飛ぶ。
お兄ちゃんやお母さんと一緒に、とんぼが飛ぶように練習するけど、なかなか飛ばず。
それでも彼女は、ちっとも悲しそうな表情をしない。
また、ひたむきに竹の芯をくるくるさせる。
女の子は、飛ぶ。って言葉を知らないのかも。
飛ぶ。って言葉を知らないけど、飛ぶ。と同じだけの価値のある意味に届こうする。とても不器用に、真面目に。
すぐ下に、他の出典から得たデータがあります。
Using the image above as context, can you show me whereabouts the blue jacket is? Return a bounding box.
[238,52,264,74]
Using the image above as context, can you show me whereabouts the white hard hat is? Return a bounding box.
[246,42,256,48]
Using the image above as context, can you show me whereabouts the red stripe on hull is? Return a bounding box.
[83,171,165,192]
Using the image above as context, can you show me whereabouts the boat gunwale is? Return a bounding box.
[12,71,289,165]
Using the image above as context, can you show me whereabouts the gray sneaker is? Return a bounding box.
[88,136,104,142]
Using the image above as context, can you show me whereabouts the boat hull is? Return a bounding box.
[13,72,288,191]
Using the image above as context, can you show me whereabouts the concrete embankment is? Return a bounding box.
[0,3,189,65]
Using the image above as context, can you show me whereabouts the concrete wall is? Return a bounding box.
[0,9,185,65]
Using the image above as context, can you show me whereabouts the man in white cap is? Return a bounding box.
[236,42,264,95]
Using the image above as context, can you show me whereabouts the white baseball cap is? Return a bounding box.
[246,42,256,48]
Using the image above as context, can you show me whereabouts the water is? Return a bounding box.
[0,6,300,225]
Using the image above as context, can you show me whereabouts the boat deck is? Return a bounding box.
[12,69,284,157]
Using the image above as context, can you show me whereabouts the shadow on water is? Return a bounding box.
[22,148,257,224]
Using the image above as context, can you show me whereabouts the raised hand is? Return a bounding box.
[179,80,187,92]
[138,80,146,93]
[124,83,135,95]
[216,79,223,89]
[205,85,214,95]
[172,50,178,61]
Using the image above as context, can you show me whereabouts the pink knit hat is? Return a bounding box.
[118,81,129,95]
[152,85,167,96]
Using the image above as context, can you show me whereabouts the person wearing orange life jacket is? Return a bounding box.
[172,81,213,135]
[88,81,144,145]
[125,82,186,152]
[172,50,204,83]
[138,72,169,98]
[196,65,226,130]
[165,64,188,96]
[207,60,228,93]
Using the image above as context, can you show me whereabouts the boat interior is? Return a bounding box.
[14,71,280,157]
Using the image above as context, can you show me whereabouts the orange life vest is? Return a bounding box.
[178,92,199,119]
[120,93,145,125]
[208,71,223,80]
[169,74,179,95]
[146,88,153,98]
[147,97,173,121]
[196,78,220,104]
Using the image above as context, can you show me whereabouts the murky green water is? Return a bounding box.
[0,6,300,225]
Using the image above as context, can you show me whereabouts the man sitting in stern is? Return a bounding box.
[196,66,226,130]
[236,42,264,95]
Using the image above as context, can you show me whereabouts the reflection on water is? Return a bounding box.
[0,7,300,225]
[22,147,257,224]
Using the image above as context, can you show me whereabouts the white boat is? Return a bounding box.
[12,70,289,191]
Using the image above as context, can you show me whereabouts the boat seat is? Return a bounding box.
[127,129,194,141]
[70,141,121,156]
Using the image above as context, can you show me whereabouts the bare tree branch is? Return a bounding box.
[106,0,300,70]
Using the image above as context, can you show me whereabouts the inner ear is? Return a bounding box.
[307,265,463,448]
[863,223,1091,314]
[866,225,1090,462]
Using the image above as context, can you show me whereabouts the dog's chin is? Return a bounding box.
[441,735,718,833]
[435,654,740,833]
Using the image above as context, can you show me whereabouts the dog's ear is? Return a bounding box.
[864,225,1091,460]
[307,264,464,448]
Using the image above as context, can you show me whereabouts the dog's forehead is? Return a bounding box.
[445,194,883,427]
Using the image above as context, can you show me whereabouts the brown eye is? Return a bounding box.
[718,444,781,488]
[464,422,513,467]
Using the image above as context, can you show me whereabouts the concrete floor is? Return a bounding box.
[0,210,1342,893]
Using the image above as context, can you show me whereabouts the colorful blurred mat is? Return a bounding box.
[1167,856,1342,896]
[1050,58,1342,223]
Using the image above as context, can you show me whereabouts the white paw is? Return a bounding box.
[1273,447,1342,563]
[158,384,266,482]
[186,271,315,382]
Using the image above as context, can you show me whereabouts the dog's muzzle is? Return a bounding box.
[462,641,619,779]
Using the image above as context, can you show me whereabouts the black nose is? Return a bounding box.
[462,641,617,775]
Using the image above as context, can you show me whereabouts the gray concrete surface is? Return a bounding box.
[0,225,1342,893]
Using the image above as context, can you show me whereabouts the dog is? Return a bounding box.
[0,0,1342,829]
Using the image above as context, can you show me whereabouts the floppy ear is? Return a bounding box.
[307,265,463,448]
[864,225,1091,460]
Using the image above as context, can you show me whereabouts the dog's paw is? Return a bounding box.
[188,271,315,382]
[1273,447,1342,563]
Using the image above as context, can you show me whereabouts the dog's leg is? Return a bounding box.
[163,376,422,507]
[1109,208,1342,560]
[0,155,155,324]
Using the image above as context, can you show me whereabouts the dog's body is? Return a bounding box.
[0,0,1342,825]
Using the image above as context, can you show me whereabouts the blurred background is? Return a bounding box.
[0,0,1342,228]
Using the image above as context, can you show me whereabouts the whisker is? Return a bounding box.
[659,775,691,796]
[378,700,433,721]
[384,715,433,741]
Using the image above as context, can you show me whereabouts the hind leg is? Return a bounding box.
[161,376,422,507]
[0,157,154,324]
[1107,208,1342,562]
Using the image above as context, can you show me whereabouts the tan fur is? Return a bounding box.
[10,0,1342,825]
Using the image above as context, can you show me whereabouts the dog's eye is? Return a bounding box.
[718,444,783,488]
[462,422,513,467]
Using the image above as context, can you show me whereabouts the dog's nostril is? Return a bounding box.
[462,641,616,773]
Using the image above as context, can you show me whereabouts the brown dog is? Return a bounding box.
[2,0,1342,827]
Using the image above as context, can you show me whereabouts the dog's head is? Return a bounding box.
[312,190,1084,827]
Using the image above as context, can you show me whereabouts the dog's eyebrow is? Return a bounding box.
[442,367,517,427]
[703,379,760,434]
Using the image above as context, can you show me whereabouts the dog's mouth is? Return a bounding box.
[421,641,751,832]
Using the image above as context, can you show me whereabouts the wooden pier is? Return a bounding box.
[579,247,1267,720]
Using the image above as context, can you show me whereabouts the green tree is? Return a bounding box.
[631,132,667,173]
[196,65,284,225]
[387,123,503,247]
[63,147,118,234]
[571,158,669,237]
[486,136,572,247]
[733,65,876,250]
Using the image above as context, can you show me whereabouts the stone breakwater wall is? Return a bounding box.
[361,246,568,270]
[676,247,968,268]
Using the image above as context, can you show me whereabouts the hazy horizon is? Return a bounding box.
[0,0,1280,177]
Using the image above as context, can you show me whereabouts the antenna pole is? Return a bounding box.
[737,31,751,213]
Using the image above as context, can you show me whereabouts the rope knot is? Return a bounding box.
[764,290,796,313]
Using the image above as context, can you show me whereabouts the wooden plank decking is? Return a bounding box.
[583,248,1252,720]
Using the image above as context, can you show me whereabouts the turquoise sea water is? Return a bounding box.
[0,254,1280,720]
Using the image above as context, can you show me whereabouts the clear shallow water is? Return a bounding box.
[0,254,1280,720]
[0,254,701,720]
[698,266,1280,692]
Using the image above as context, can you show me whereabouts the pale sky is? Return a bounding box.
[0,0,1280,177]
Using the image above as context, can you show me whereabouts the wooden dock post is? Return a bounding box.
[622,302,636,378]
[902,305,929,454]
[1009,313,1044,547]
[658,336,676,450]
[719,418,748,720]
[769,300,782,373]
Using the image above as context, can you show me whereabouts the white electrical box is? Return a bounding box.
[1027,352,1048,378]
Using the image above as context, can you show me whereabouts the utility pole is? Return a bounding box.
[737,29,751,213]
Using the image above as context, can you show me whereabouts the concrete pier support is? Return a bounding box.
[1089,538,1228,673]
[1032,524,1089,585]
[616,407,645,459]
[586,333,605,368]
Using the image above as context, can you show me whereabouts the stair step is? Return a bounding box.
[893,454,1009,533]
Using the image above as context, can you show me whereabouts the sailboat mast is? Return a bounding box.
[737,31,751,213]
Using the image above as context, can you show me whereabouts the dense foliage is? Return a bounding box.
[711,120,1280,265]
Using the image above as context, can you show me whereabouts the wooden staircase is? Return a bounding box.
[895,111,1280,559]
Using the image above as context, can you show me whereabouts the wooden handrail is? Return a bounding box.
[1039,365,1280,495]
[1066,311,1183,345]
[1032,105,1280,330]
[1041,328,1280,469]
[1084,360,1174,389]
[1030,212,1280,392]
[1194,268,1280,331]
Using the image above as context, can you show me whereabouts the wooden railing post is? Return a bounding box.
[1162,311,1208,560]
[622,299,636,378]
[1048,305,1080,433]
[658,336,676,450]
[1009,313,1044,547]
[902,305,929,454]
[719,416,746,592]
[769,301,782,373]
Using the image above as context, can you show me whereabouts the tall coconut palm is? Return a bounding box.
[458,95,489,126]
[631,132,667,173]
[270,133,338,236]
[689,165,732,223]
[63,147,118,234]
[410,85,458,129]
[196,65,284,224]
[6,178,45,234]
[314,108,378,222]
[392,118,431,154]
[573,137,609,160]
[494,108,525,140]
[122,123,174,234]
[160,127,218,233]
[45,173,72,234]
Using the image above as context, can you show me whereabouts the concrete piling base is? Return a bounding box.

言葉に翻弄されず、その真意に辿り着くまでのほんのわずかな時間って、本当に本当に一瞬の時間。誰もがそう長くいれる領域じゃない。
ただ、子どもならその時間に遭遇しやすい。
無垢だもの。
帰りの飛行機で、雲の切れ間に竹とんぼがくるくる回っているのが、見える。
どこまでもどこまでも、飛行機の翼にくっついてくる。
雲の湿気で、竹とんぼの回転が重くならないかな・・・
だから、二度と出会えない一瞬のために、感謝とカメラを用意する。
生きていると言葉に囲まれる。成長すると、言葉も増える。
感謝もわすれない。何かを失う。
君、空は飛べるの?
竹とんぼの羽の回転に、僕の言葉が巻き込まれればいいのにな。